Another important issue about PUFAS are their clinical use as adjuvant therapy for cancer. Weight loss is very common during clinical treatment and the anti-inflammatory effects of EPA and DHA might help reduce muscle mass loss and free fat mass, favoring weight gain during treatment, but more studies in this area have yet to be conducted to make this association clearer. In an interesting review of the literature Vaughan et al. [3] concluded “… the use of supplements containing n3 fatty acids may have potential use as an effective adjuvant to chemotherapy treatment and may help ameliorate some of the secondary complications associated with cancer…” Thus, examination of the interactions of omega 3 FAs intake or supplements with well-known anticancer drugs, could provide better human clinical outcomes.

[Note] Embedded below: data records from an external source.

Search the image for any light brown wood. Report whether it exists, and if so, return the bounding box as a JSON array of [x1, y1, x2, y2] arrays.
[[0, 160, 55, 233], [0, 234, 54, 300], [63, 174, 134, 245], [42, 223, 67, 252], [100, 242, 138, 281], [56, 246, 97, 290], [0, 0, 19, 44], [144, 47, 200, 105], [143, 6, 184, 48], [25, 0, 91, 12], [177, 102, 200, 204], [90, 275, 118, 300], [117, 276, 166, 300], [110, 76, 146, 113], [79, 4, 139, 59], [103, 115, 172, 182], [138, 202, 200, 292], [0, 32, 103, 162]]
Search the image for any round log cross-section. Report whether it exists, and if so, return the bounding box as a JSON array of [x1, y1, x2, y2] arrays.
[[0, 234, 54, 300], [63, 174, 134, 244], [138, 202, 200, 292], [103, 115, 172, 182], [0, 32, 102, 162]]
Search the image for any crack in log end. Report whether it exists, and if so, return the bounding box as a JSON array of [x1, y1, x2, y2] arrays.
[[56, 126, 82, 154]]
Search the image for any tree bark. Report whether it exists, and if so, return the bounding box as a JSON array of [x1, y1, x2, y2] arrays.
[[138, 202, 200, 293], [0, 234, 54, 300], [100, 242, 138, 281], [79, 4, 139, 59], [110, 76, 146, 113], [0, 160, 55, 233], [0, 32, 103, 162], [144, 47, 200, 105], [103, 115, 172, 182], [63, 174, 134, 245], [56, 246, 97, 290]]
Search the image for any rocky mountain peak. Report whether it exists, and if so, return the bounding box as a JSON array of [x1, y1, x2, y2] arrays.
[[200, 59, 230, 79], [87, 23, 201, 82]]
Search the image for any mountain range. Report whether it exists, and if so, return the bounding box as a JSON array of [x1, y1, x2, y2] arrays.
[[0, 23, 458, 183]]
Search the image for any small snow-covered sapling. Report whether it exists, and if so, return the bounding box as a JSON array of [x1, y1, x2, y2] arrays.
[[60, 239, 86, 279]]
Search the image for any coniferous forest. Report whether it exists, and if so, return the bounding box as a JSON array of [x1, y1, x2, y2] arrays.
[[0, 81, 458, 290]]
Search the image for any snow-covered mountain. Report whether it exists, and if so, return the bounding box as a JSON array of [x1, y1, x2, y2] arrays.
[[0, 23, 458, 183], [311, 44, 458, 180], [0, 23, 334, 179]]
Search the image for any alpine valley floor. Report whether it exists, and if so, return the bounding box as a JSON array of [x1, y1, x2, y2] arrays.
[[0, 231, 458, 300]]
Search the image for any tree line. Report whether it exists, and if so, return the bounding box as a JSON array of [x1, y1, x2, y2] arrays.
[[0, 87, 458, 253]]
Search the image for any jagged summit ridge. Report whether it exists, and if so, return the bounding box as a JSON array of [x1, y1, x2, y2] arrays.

Due to the different genetic background and tumor subtypes, type of dietary sources used, fatty acid bioavailability there is still no consensus about fatty acids doses supplementation and length of treatment in cancer patients. On the other hand, n-6 fatty acids are often associated with a higher cancer risk, even if their beneficial effects have also been highlighted in some experimental studies. In conclusion, it is extremely important to continue the discussion about the dietary source, bioavailability, biochemistry and metabolism of omega 3 fatty acids, their potential anticancer molecular mechanisms and possible adverse effects, to guarantee the effectiveness in cancer prevention and treatment in human.

References

  1. Simopoulos AP (2011) Importance of the omega-6/omega-3 balance in health and disease: Evolutionary aspects of diet. World Rev Nutr Diet 102: 10-21.
  2. Innes JK, Calder PC (2018) Omega-6 fatty acids and inflammation. Prostaglandins Leukot Essent Fatty Acids 132: 41-48.
  3. Vaughan VC, Hassing MR, Lewandowski PA (2013) Marine polyunsaturated fatty acids and cancer therapy. Brit J Cancer 108(3): 486-492.